Success and Execution Rates of the Five Modes (Source: https://arxiv.org/pdf/2310.06116)
When using GPT-4, the success rate improves with each additional feature, and OptiMUS (Prompt + Debug + Supervised Test + Augmentation) achieves the highest success and execution rates among the five modes. However, with the weaker model (GPT-3.5), the results fluctuate across modes. Because GPT-3.5 makes errors more frequently than GPT-4, debugging or testing can increase the number of incorrect codes. However, augmentation (OptiMUS) significantly improves the success rate by giving the model multiple attempts to solve the problem with different rephrasings.
As the article compared GPT-3.5 and GPT-4, I was curious about the performance of the newest model, GPT-5, on optimization modeling. Since there was an issue accessing the GPT-5 API, I used GPT-5-mini instead and compared it with GPT-4. From the NLP4LP dataset, I selected the first five instances as test sets. I applied the Prompt + Debug mode, and the performance was already strong enough that I did not proceed with additional methods such as AutoTests, Supervised Tests, or Augmentation.

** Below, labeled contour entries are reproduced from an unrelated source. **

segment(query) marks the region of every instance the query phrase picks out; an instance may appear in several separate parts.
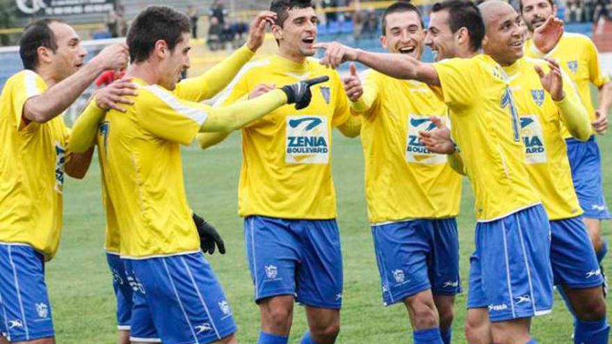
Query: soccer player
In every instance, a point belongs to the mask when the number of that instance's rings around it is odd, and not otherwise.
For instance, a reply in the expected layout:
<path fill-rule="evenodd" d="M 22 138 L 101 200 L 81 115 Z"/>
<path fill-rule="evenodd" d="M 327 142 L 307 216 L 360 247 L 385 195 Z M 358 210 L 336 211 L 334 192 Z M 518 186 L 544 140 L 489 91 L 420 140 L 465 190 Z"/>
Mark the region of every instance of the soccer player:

An interesting finding is that the debugging process caused by errors occurred as frequently, or even more often, with GPT-5-mini compared to GPT-4. This difference stems from the distinct purposes of the two models. GPT-4, as a high-performance general-purpose model, excels at solving complex problems, reasoning, and maintaining logical consistency. In contrast, GPT-5-mini is a lightweight and faster model, better suited for short responses, repetitive tasks, and simple code generation. This demonstrates that a higher model number does not necessarily mean superiority; rather, each model has its own appropriate use cases.
Similar to SNOP, we can design a structured format tailored to transportation. Problem types can be categorized as Network Flow Optimization, Traffic Assignment, Fleet Assignment, Facility Location, Routing, and others. This taxonomy allows the system to recognize the nature of the problem and generate appropriate formulations automatically.
Each problem type can be mapped to the most suitable solver or algorithm. For example, routing problems can be linked to specialized graph algorithms (e.g., A*, K-shortest path) rather than generic MILP formulations. This reduces computation time and increases solution reliability, as the LLM does not need to explore unnecessary solution methods.
Transportation problems are highly dynamic, with conditions changing over time. By integrating real-time data sources such as Google Maps or Apple Maps APIs, the system can capture up-to-date travel times, congestion, and road closures. Incorporating these data into optimization models significantly improves realism and practical applicability.